Background

Visceral leishmaniasis (VL), or kala-azar, is a neglected tropical parasitic disease caused by a group of intracellular hemoflagellate protozoans of the genus Leishmania and transmitted via the bite of infected female Phlebotomine sandflies [1, 2]. Over 90% of the global VL burden is attributed to six less developed countries: Bangladesh, Brazil, India, Ethiopia, Sudan, and South Sudan [3,4,5]. Ethiopia ranks third among the world's most VL-affected countries and around 3.2 million people in the country are at risk of contracting the disease [6, 7]. The northern and northwest parts of the country have the highest burden, (Fig. 1), which accounts for nearly 30–40% of the total number of Ethiopian VL patients [8]. It is estimated that about 30% of the VL patients are also malnourished and co-infected with HIV, especially in the northern region of Ethiopia [9].

Fig. 1
figure 1

A map showing the north and northwest, and remaining other areas of Ethiopia

As VL is a deadly disease, timely and accurate diagnosis is important to install appropriate treatment [5]. The diagnosis is based on the combination of clinical signs and symptoms with laboratory confirmation [10]. The laboratory confirmation is done by demonstrating Leishmania parasites in microscopic preparations from splenic, or bone marrow, or lymph node aspirates, which is considered to be the gold standard test [11]. However, the low sensitivity combined with the invasive and risky sample collection procedures deterred the implementation of microscopy in the remote endemic areas of Ethiopia [12]. To circumvent the drawbacks of direct parasitological methods, serology has now been put in place in many regions of the country for the diagnosis of VL [13]. The direct agglutination test (DAT) is a pioneer serological test based on the agglutination of a Leishmania promastigote antigen preparation with specific antibodies in patient serum, which result can be interpreted without any reading aid.

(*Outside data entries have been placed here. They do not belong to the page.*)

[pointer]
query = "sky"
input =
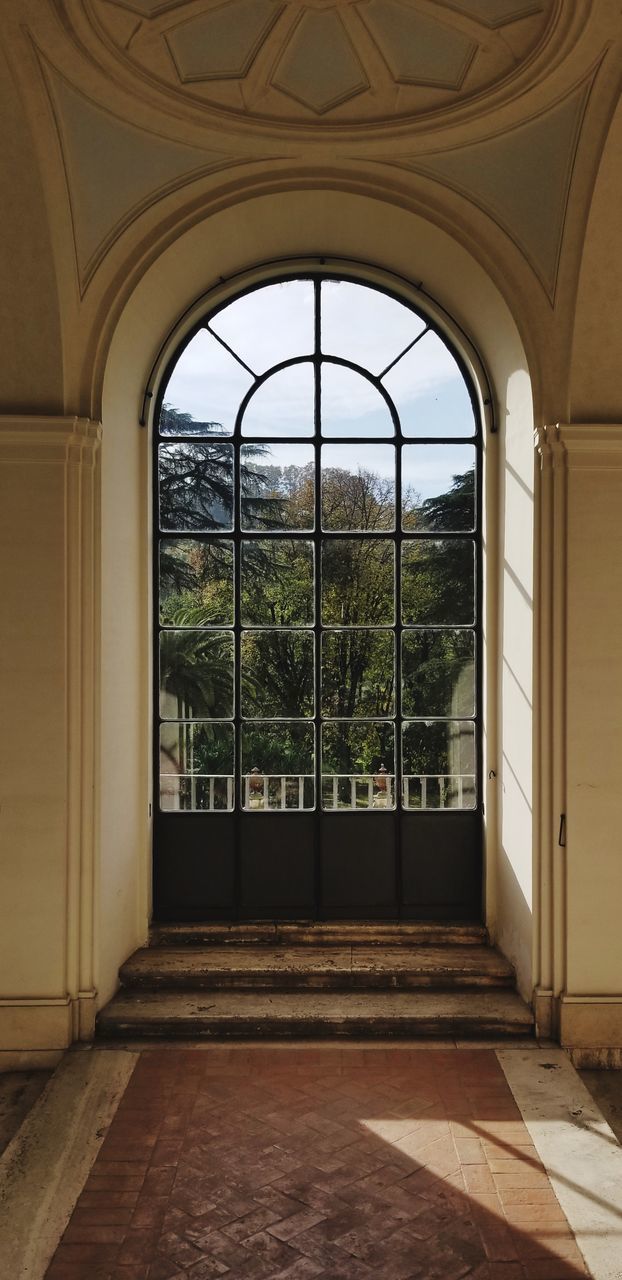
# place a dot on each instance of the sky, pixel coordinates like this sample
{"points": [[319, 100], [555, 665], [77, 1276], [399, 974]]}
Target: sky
{"points": [[360, 324]]}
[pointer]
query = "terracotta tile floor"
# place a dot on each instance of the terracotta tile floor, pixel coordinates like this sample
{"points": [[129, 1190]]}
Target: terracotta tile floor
{"points": [[298, 1162]]}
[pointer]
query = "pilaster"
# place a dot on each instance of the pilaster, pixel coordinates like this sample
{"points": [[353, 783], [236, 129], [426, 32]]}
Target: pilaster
{"points": [[579, 750], [49, 508]]}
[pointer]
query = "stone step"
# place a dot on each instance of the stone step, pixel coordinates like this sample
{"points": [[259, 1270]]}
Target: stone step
{"points": [[338, 968], [318, 933], [263, 1015]]}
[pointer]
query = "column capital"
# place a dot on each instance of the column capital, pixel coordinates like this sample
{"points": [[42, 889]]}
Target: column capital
{"points": [[581, 446]]}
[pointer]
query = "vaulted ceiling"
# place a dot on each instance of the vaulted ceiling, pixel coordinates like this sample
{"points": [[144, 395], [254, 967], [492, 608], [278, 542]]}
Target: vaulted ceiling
{"points": [[485, 115]]}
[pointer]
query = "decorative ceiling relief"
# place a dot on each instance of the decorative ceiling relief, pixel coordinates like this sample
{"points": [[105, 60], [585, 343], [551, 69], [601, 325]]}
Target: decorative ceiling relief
{"points": [[329, 62], [209, 46], [115, 169], [521, 179], [495, 13], [319, 67], [417, 50]]}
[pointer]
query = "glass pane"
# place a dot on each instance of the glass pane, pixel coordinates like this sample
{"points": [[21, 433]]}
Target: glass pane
{"points": [[357, 766], [438, 581], [277, 673], [196, 583], [204, 392], [277, 583], [357, 672], [196, 485], [270, 324], [438, 487], [351, 405], [196, 675], [196, 767], [429, 391], [358, 487], [357, 581], [438, 673], [439, 764], [278, 488], [365, 325], [284, 405], [278, 766]]}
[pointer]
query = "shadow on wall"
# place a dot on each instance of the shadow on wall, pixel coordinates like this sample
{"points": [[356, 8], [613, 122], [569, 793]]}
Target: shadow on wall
{"points": [[513, 878]]}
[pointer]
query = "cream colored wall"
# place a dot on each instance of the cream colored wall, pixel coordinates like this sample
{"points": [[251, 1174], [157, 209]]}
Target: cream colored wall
{"points": [[95, 269], [30, 320], [126, 690], [47, 744]]}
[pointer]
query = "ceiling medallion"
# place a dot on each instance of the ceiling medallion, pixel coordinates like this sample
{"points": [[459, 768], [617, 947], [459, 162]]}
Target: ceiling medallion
{"points": [[338, 62]]}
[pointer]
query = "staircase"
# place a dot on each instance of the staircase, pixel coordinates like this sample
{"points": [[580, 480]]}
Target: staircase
{"points": [[273, 981]]}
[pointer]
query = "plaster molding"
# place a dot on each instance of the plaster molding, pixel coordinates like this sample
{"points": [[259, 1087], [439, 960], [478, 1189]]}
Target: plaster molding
{"points": [[582, 446], [46, 438], [114, 169], [549, 716], [520, 178], [590, 1024]]}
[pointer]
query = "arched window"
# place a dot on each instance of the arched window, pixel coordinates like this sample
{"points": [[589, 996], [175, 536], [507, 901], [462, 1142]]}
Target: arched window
{"points": [[318, 496]]}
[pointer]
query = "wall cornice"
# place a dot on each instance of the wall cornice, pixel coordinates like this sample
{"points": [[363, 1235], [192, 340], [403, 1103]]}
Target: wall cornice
{"points": [[47, 438]]}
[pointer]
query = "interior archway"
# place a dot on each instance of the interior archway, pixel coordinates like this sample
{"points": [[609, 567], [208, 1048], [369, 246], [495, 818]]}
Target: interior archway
{"points": [[398, 243]]}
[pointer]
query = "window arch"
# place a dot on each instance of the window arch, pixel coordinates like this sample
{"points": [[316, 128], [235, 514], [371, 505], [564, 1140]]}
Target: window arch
{"points": [[318, 478]]}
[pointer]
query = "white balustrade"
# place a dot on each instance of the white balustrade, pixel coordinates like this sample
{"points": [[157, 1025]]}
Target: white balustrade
{"points": [[341, 791]]}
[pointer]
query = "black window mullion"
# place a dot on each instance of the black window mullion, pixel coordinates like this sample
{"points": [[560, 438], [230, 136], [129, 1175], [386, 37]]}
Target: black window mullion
{"points": [[318, 539]]}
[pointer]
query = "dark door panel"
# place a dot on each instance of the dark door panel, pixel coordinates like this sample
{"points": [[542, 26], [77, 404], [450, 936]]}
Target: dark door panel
{"points": [[193, 867], [358, 874], [442, 865], [277, 865]]}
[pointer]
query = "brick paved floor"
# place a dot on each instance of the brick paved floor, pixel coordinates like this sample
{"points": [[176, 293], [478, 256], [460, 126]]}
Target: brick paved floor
{"points": [[295, 1162]]}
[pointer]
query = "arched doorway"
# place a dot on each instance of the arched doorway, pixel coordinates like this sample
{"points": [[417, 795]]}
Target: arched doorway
{"points": [[318, 599]]}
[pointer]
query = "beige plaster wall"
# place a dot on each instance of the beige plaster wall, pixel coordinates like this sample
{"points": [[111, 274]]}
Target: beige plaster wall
{"points": [[30, 323], [595, 387], [33, 744], [594, 712]]}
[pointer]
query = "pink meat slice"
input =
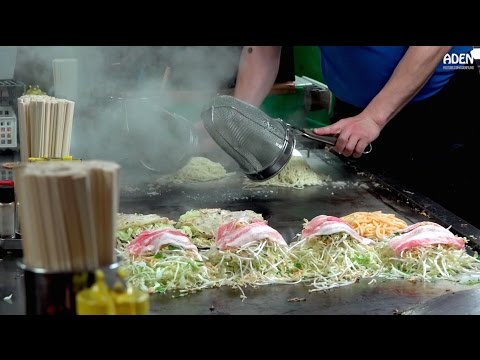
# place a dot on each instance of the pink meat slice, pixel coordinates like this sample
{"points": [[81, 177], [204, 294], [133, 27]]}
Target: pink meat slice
{"points": [[328, 225], [424, 234], [149, 242], [235, 234]]}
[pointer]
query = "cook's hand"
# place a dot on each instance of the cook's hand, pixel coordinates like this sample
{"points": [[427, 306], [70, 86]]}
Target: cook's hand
{"points": [[353, 134]]}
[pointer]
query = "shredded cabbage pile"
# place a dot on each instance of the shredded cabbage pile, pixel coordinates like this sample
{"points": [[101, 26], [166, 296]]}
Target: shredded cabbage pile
{"points": [[169, 269], [198, 169], [296, 174], [438, 261], [256, 263], [334, 260]]}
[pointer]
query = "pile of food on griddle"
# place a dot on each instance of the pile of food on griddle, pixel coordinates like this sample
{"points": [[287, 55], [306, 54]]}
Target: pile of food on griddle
{"points": [[207, 248]]}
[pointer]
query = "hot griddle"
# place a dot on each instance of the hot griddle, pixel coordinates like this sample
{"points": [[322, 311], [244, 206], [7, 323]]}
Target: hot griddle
{"points": [[285, 209]]}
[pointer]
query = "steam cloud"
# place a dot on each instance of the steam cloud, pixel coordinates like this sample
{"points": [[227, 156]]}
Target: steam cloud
{"points": [[119, 113]]}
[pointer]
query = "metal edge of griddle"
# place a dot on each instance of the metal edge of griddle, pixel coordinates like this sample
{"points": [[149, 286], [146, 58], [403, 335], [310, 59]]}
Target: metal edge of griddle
{"points": [[434, 211]]}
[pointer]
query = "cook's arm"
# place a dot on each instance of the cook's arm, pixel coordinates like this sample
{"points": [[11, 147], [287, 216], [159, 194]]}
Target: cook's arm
{"points": [[257, 72], [410, 75]]}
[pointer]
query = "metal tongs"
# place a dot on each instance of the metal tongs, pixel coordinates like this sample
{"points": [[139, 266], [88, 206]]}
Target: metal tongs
{"points": [[327, 140]]}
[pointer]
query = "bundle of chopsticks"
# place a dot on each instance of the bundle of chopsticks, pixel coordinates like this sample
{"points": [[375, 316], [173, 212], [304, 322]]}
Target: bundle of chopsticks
{"points": [[45, 126], [68, 214]]}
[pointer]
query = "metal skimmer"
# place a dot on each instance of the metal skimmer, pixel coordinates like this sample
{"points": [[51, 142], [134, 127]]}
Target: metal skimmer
{"points": [[261, 145]]}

The DAT is robust, as the freeze-dried antigen with proven high sensitivity and specificity in all VL endemic regions around the world at an affordable price [14]. The drawback of DAT is relatively long overnight incubation and RDTs have been proposed as alternatives. In particular, Rk39 RDT detects antibodies against the 39-amino acid repeat antigens encoded by a kinesin-related gene of the amastigotes stage of the Leishmania infantum [15, 16], is considered to be a good alternative. The rK39 RDTs are simple to perform, cost-effective, stable at room temperature, and rapid. These immunochromatographic tests are currently widely implemented for the diagnosis of VL in resource-limited countries like Ethiopia [17, 18]. However, limitations of rk39 RDTs are variable specificity, inability to differentiate between current and past infection, not being suitable for treatment effectiveness monitoring [19].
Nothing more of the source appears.